Unfortunately, this panel is shared with Skins and is missing two crucial components: Robert Sheehan and Howard Overman. But Misfits is Misfits, and Iwan Rheon and Lauren Socha are two of the reason's it's so damn good. I will be there with bells on.

Merlin

It's one of my favourite guilty pleasures and is also one of the only panels in which the entire cast will be in attendance along with one of the creators. And if Anthony Head can drop by for a guest appearence, even better.

But there are a couple of things bothing me about Kapow:

1. The Merlin panel clashes with the audience with Mark Gatiss! How can I choose between the two? Mark Gatiss is a genius, a gentleman and a raconteur, but Merlin is silly, fun and easy on the eyes. So, yes, basically this is a decision that boils down to whether I go to listen to a writer and actor I've always admired, or go to ogle Colin Morgan and Bradley James. I'm horribly shallow.
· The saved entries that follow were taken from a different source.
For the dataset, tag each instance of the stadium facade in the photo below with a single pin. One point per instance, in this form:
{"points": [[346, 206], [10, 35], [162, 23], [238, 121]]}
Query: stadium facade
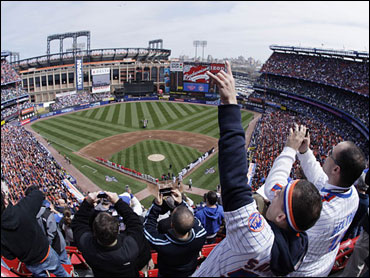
{"points": [[44, 77]]}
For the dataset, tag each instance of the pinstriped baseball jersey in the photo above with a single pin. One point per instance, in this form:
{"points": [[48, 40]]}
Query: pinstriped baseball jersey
{"points": [[339, 206], [246, 250], [338, 209]]}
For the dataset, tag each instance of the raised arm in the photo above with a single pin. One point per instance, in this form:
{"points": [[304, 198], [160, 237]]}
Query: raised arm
{"points": [[279, 173], [310, 166], [232, 160]]}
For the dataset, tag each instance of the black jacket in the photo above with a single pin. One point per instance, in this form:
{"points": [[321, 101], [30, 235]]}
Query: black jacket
{"points": [[119, 260], [176, 258], [21, 235]]}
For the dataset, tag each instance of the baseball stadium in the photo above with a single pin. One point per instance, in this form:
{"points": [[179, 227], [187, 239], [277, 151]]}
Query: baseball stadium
{"points": [[134, 120]]}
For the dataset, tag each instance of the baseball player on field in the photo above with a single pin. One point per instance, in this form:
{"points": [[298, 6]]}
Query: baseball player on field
{"points": [[255, 246], [344, 164]]}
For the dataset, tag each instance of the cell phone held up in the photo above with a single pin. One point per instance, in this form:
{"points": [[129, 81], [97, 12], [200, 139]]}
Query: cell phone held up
{"points": [[165, 191], [102, 195]]}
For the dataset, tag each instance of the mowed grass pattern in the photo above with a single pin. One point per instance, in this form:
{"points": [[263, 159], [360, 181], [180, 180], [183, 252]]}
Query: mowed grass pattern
{"points": [[69, 133], [136, 157]]}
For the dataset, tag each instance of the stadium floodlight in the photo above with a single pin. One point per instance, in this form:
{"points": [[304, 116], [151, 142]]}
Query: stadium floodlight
{"points": [[203, 44], [196, 44]]}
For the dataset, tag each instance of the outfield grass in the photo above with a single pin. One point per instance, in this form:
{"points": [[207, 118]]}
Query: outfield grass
{"points": [[136, 157], [69, 133]]}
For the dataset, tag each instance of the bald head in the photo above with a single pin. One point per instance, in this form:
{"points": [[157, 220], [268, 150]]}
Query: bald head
{"points": [[352, 162], [182, 220]]}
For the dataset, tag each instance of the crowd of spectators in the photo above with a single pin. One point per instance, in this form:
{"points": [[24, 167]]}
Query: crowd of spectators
{"points": [[11, 93], [339, 126], [15, 109], [25, 162], [8, 73], [345, 74], [269, 137], [77, 99], [354, 104]]}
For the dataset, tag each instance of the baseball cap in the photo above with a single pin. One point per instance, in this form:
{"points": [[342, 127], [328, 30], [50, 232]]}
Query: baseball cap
{"points": [[126, 197]]}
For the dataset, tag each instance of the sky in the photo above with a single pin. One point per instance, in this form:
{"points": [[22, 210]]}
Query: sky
{"points": [[231, 29]]}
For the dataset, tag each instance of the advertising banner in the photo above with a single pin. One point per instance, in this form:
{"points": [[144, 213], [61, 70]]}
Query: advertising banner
{"points": [[27, 111], [195, 73], [196, 87], [177, 66], [167, 81], [79, 75], [215, 68]]}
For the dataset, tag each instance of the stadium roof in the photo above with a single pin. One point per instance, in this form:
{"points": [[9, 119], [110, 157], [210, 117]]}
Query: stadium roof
{"points": [[355, 55]]}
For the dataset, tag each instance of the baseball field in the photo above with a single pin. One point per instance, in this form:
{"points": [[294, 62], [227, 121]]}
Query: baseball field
{"points": [[176, 134]]}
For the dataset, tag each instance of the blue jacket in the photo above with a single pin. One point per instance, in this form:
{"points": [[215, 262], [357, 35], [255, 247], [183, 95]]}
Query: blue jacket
{"points": [[288, 249], [211, 218]]}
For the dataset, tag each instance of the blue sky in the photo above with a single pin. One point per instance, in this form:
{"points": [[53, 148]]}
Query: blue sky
{"points": [[231, 28]]}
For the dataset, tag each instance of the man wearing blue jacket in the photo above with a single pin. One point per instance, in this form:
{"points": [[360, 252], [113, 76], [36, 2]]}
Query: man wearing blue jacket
{"points": [[255, 245], [211, 216]]}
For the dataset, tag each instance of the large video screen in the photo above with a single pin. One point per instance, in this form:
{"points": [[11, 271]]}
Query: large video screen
{"points": [[195, 78], [100, 80]]}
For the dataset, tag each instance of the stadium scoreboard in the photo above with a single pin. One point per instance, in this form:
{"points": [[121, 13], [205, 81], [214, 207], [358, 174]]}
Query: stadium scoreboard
{"points": [[191, 77]]}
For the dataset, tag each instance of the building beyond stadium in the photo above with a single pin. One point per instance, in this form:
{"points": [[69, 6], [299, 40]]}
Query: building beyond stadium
{"points": [[45, 76]]}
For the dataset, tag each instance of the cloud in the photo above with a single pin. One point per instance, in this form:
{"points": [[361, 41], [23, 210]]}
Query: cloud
{"points": [[231, 28]]}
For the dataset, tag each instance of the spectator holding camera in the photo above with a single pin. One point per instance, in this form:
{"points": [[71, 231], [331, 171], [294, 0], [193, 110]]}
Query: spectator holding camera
{"points": [[211, 216], [255, 245], [23, 238], [108, 252], [178, 249]]}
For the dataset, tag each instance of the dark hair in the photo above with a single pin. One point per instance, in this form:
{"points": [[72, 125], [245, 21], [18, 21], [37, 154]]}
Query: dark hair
{"points": [[105, 228], [182, 220], [2, 202], [212, 197], [30, 189], [307, 204], [352, 162], [67, 216]]}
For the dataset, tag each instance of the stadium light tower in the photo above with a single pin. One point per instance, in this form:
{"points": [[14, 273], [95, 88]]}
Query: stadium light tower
{"points": [[203, 44], [196, 44]]}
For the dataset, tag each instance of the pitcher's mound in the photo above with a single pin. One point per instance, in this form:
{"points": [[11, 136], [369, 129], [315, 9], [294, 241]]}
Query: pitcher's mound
{"points": [[156, 157]]}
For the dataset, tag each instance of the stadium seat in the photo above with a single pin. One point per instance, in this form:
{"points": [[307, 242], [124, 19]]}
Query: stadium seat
{"points": [[155, 258], [17, 267], [76, 257], [7, 273], [153, 273], [69, 269], [345, 250], [207, 249]]}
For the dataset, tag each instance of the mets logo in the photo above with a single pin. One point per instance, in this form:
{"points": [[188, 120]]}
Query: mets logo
{"points": [[255, 222]]}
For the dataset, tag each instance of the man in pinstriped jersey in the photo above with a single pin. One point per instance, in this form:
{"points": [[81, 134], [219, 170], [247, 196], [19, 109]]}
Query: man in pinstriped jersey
{"points": [[344, 164], [255, 246]]}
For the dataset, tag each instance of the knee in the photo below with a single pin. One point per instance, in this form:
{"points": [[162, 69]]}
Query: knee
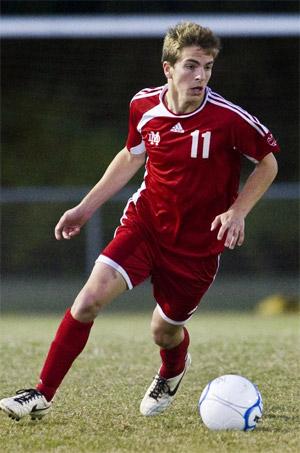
{"points": [[90, 301], [162, 337]]}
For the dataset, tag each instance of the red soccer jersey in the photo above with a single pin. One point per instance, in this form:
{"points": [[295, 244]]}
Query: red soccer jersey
{"points": [[193, 167]]}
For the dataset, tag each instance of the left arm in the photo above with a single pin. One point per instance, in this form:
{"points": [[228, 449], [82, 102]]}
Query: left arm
{"points": [[233, 220]]}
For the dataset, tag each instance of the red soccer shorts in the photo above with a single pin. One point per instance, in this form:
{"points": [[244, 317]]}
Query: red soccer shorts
{"points": [[179, 282]]}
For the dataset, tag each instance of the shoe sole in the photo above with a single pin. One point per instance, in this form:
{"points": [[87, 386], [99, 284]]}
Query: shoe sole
{"points": [[34, 416], [155, 411]]}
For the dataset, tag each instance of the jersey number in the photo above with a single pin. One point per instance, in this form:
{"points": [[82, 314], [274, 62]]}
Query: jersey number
{"points": [[206, 144]]}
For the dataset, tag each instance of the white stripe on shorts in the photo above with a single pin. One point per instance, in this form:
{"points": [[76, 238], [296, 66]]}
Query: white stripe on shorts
{"points": [[104, 259]]}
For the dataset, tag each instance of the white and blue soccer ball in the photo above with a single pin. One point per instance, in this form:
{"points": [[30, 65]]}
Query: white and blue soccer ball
{"points": [[231, 402]]}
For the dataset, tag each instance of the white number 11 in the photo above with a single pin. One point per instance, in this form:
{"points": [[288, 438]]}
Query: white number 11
{"points": [[206, 143]]}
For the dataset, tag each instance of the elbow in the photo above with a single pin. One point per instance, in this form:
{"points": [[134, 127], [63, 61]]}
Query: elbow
{"points": [[271, 166]]}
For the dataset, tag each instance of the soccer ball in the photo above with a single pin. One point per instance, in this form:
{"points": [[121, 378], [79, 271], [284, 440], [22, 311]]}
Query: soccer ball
{"points": [[231, 402]]}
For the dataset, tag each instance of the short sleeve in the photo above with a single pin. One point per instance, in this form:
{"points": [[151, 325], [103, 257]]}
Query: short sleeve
{"points": [[134, 142], [252, 138]]}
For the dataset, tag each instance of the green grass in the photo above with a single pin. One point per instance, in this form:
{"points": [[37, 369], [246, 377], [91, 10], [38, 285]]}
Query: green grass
{"points": [[97, 408]]}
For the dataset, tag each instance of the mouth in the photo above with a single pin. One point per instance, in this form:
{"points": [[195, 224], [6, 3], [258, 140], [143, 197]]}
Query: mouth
{"points": [[196, 91]]}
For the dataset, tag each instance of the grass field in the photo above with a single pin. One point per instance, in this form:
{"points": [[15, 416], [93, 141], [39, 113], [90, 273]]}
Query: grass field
{"points": [[97, 408]]}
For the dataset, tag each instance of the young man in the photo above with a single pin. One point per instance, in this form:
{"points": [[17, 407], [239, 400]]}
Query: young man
{"points": [[176, 225]]}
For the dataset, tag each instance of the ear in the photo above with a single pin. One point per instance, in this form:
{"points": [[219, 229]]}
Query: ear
{"points": [[168, 69]]}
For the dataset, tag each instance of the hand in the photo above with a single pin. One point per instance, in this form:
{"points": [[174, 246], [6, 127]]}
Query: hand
{"points": [[232, 222], [70, 223]]}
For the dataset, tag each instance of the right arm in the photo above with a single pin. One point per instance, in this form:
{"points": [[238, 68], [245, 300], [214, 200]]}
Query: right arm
{"points": [[122, 168]]}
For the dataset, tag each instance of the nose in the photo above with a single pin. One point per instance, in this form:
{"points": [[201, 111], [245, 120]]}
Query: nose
{"points": [[201, 74]]}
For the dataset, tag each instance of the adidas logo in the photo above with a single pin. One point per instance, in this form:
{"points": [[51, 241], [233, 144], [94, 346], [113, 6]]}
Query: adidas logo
{"points": [[177, 128]]}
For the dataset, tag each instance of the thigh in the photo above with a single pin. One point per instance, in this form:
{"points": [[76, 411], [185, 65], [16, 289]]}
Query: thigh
{"points": [[180, 284], [131, 254]]}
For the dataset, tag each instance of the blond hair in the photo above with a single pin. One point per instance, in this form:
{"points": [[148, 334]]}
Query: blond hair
{"points": [[188, 34]]}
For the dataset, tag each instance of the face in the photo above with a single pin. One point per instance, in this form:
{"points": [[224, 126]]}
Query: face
{"points": [[189, 76]]}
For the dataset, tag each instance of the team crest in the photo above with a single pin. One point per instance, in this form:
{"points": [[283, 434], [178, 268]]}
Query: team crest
{"points": [[154, 138], [271, 140]]}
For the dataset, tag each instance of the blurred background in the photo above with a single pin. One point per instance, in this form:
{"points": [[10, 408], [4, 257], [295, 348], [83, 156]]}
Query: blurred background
{"points": [[65, 98]]}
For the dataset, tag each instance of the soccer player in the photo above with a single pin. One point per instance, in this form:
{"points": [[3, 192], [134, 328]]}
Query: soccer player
{"points": [[178, 222]]}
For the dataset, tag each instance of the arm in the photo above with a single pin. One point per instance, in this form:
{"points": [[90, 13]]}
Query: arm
{"points": [[116, 176], [233, 220]]}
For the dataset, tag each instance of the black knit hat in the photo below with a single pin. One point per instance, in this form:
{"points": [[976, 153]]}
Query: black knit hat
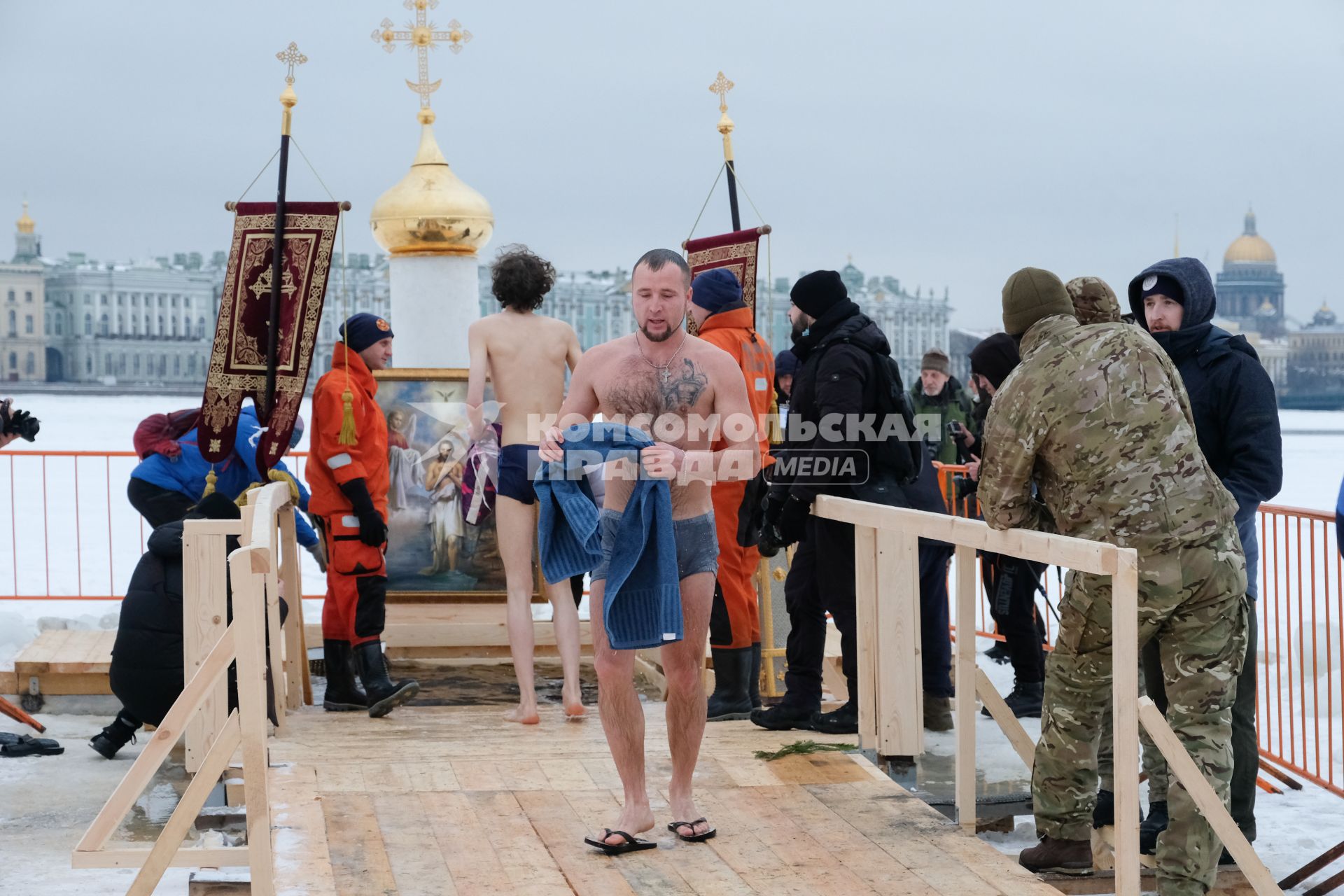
{"points": [[819, 292], [993, 358], [216, 507]]}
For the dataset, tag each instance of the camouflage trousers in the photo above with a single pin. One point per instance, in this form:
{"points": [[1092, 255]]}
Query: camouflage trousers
{"points": [[1191, 597]]}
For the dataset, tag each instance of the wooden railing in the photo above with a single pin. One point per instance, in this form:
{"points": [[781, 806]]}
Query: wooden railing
{"points": [[890, 687], [257, 571]]}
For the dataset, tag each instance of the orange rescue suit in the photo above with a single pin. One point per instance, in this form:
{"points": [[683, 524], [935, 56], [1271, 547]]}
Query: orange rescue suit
{"points": [[737, 622], [356, 574]]}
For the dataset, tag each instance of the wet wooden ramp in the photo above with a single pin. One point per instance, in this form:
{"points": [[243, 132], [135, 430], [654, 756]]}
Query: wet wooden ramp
{"points": [[452, 799]]}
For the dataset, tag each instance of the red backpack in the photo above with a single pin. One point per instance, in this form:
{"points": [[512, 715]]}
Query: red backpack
{"points": [[159, 433]]}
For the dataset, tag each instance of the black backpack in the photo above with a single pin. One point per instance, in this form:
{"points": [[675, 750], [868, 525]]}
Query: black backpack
{"points": [[901, 457]]}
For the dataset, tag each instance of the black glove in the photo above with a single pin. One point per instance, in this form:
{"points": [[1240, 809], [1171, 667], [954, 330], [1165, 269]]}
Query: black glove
{"points": [[793, 519], [372, 531]]}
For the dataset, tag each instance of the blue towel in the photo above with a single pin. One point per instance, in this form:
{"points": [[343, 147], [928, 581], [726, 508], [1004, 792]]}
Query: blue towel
{"points": [[641, 605]]}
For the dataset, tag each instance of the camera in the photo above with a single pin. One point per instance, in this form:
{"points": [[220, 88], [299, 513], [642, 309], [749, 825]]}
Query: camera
{"points": [[772, 540], [20, 424], [962, 486]]}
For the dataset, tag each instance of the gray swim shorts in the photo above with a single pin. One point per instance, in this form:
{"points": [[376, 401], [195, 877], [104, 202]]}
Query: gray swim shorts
{"points": [[696, 545]]}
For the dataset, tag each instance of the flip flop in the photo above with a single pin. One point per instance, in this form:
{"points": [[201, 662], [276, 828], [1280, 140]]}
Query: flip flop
{"points": [[692, 839], [30, 746], [631, 846]]}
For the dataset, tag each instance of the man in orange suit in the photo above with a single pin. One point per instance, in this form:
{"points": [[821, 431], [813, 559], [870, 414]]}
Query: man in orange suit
{"points": [[347, 472], [723, 318]]}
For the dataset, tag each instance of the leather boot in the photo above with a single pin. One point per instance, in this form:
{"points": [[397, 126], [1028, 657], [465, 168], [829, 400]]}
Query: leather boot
{"points": [[732, 671], [1058, 856], [384, 694], [115, 736], [755, 684], [937, 713], [343, 694]]}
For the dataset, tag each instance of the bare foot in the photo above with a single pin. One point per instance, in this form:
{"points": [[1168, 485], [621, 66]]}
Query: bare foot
{"points": [[573, 701], [635, 820], [523, 715], [685, 811]]}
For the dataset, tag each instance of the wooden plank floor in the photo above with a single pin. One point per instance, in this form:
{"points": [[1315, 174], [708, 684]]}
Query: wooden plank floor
{"points": [[451, 799]]}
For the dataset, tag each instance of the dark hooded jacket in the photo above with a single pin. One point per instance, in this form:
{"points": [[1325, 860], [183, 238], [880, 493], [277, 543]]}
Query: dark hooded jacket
{"points": [[1230, 393], [836, 378], [147, 663]]}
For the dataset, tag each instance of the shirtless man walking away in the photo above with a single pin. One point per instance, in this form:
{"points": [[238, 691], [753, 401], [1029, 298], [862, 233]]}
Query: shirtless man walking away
{"points": [[524, 355], [667, 383]]}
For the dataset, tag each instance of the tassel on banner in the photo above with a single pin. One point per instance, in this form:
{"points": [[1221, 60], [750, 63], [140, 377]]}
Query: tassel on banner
{"points": [[349, 435]]}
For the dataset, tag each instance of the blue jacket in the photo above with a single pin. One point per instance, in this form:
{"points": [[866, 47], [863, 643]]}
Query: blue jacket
{"points": [[641, 606], [1230, 394], [233, 476]]}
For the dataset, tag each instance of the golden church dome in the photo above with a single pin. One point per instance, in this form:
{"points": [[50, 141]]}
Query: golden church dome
{"points": [[24, 223], [430, 211], [1250, 248]]}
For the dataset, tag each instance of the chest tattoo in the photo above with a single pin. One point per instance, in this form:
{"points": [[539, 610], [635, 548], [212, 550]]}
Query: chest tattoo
{"points": [[654, 393]]}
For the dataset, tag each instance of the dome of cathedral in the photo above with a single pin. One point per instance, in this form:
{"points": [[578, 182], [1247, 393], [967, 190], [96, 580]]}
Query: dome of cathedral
{"points": [[430, 211], [1250, 248], [24, 223]]}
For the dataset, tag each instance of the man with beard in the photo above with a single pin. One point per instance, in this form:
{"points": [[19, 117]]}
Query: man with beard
{"points": [[1092, 437], [1237, 425], [838, 347], [685, 393], [940, 396]]}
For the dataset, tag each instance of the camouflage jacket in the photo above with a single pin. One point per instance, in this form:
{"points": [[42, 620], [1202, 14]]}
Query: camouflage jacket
{"points": [[1098, 419]]}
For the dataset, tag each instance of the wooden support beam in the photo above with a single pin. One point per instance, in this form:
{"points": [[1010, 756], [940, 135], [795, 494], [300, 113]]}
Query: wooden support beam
{"points": [[965, 773], [194, 798], [1210, 805], [899, 668], [866, 622], [188, 858], [1124, 589], [1012, 729], [1058, 550]]}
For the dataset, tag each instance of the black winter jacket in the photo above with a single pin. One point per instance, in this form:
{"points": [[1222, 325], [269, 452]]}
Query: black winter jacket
{"points": [[1230, 394]]}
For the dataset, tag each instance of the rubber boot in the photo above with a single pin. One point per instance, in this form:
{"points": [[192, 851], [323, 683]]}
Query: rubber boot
{"points": [[838, 722], [784, 718], [732, 673], [1154, 825], [937, 713], [384, 694], [115, 736], [343, 694], [755, 684], [1058, 856]]}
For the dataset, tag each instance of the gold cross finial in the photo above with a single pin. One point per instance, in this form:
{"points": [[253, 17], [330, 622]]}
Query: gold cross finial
{"points": [[422, 35], [290, 57], [722, 86]]}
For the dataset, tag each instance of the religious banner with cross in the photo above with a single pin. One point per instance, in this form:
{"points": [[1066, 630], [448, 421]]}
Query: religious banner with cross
{"points": [[737, 251], [238, 359]]}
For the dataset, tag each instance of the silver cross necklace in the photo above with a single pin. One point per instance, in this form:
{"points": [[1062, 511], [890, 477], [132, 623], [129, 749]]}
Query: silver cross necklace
{"points": [[662, 367]]}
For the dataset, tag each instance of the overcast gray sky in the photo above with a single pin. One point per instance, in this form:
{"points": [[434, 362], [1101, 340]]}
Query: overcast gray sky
{"points": [[946, 144]]}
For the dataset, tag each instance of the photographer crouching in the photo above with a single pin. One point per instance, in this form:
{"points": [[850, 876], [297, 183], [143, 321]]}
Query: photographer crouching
{"points": [[1011, 583], [846, 374], [17, 425]]}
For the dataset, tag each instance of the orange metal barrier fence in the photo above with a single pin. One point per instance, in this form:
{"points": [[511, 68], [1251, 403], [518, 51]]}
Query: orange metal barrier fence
{"points": [[70, 532], [1300, 663]]}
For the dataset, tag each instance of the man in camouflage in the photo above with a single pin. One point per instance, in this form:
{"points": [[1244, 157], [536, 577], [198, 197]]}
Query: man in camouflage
{"points": [[1097, 419]]}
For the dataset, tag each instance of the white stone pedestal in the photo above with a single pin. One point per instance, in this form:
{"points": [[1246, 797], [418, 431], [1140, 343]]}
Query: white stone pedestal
{"points": [[433, 301]]}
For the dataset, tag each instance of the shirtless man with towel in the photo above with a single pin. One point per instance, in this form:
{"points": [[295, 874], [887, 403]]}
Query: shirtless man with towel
{"points": [[673, 387]]}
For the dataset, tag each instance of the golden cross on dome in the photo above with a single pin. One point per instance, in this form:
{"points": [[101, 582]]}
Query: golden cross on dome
{"points": [[722, 86], [422, 35], [290, 57]]}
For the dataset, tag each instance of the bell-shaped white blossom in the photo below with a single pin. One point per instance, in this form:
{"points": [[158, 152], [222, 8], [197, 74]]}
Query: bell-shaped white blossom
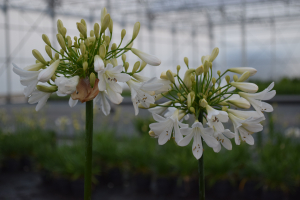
{"points": [[166, 84], [27, 78], [246, 87], [40, 98], [142, 92], [197, 132], [102, 102], [241, 70], [98, 63], [66, 85], [256, 99], [246, 127], [72, 102], [164, 127], [222, 138], [149, 59], [47, 73], [110, 76]]}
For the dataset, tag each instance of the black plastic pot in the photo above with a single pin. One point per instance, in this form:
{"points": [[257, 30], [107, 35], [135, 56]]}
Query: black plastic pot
{"points": [[221, 190], [142, 183], [164, 186], [272, 195], [11, 164], [77, 188]]}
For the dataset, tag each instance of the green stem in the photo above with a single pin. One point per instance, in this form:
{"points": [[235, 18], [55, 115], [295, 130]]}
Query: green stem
{"points": [[201, 168], [88, 151]]}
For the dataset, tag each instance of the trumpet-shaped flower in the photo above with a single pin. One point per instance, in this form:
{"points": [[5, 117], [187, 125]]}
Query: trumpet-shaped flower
{"points": [[245, 127], [222, 138], [164, 127], [256, 99], [110, 76], [197, 132], [142, 92], [66, 85], [27, 78], [246, 87], [40, 98], [102, 102], [47, 73], [149, 59]]}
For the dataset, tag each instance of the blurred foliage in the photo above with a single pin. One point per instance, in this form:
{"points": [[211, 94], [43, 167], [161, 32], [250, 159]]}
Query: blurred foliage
{"points": [[285, 86]]}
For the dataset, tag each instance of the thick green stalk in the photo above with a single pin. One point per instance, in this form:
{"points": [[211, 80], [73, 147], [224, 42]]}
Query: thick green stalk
{"points": [[88, 150], [201, 168]]}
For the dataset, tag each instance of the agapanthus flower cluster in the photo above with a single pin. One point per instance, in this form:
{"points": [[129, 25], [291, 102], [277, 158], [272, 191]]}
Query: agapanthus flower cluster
{"points": [[87, 68], [215, 100]]}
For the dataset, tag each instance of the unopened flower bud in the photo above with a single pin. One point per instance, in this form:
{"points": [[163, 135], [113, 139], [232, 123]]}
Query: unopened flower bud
{"points": [[126, 66], [124, 58], [186, 61], [48, 89], [61, 41], [82, 29], [187, 78], [244, 76], [96, 30], [46, 39], [123, 33], [170, 76], [136, 67], [178, 68], [227, 78], [235, 78], [113, 46], [102, 51], [203, 103], [39, 56], [111, 25], [92, 79], [143, 65], [105, 23], [85, 65], [199, 70], [214, 54], [48, 51], [136, 30], [192, 109], [213, 80]]}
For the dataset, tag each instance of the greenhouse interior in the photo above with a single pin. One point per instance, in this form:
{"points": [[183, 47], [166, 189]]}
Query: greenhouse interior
{"points": [[159, 77]]}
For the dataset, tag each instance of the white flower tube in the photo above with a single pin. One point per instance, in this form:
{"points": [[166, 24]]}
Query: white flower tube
{"points": [[241, 70], [197, 132], [149, 59], [40, 98], [47, 73], [246, 87], [66, 85], [164, 126], [27, 78]]}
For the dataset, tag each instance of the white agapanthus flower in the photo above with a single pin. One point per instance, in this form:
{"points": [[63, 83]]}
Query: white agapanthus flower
{"points": [[246, 127], [164, 127], [27, 78], [40, 98], [256, 99], [197, 132], [223, 138], [66, 85], [109, 76], [142, 92]]}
2. Where are the two big British properties: Doctor Who and Harry Potter? Both have big returns coming up and both have a cast and crew that actually live in the country. Doctor Who showed at WonderCon in America last weekend but can't drag its arse to London? Come on BBC, sort it out!

Friday, 18 March 2011

Superhero Shag, Marry, Avoid 3: Green Lanterns

Now, I know what the correct answer to this is: you shag Hal, marry Kyle and avoid Guy. But my relationship to the Green Lanterns of sector 2814 is a little more... complicated.

1. Shag - Kyle Rayner


Hal might be the stud of the Corps, but who wants to be a notch on his (possibly STI-ridden) bedpost? Kyle it is then, even if it would mean running the risk of winding up stuffed in a fridge.

2. Marry - Guy Gardner



Yes, he has stupid hair. Yes, that jacket is unforgivable. But Guy is far and away my favourite Green Lantern and is oddly adorable to boot, with his swaggering over-compensation, his general pig-headedness, and his cute little thing with Ice. Plus, any man who can moon Batman and live to tell the tale is surely marriage material.



3. Avoid - John Stewart



He's been knocking around the DCU for 40 years now and they still haven't managed to give him anything approaching a personality. Hal is the maverick, Guy is the loudmouth slob, Kyle is the senstive one - what's John? The boring one? Frankly, DC has far too few non-white characters to justify wasting their most prominant one.
There's a reason that a Google Image search throws up a bunch of pictures from the (brilliant) Justice League cartoon when you type in 'John Stewart'. At least they actually made something of the character, unlike in the comics. Hell, Aquaman has more cool moments than John Stewart. So, DC, either kill him off and start from scratch by introducing a more interesting black leading male, or do a complete retcon on him, throw a couple of defining features at him and make us care. Because at the moment he still reeks of tokenism, which is pretty much inexcusable in 2011.

(Well, actually, in real life I'd probably avoid Hal. And then he'd tell his mates that he totally did me and Lady Blackhawk AT THE SAME TIME. Whattaguy!)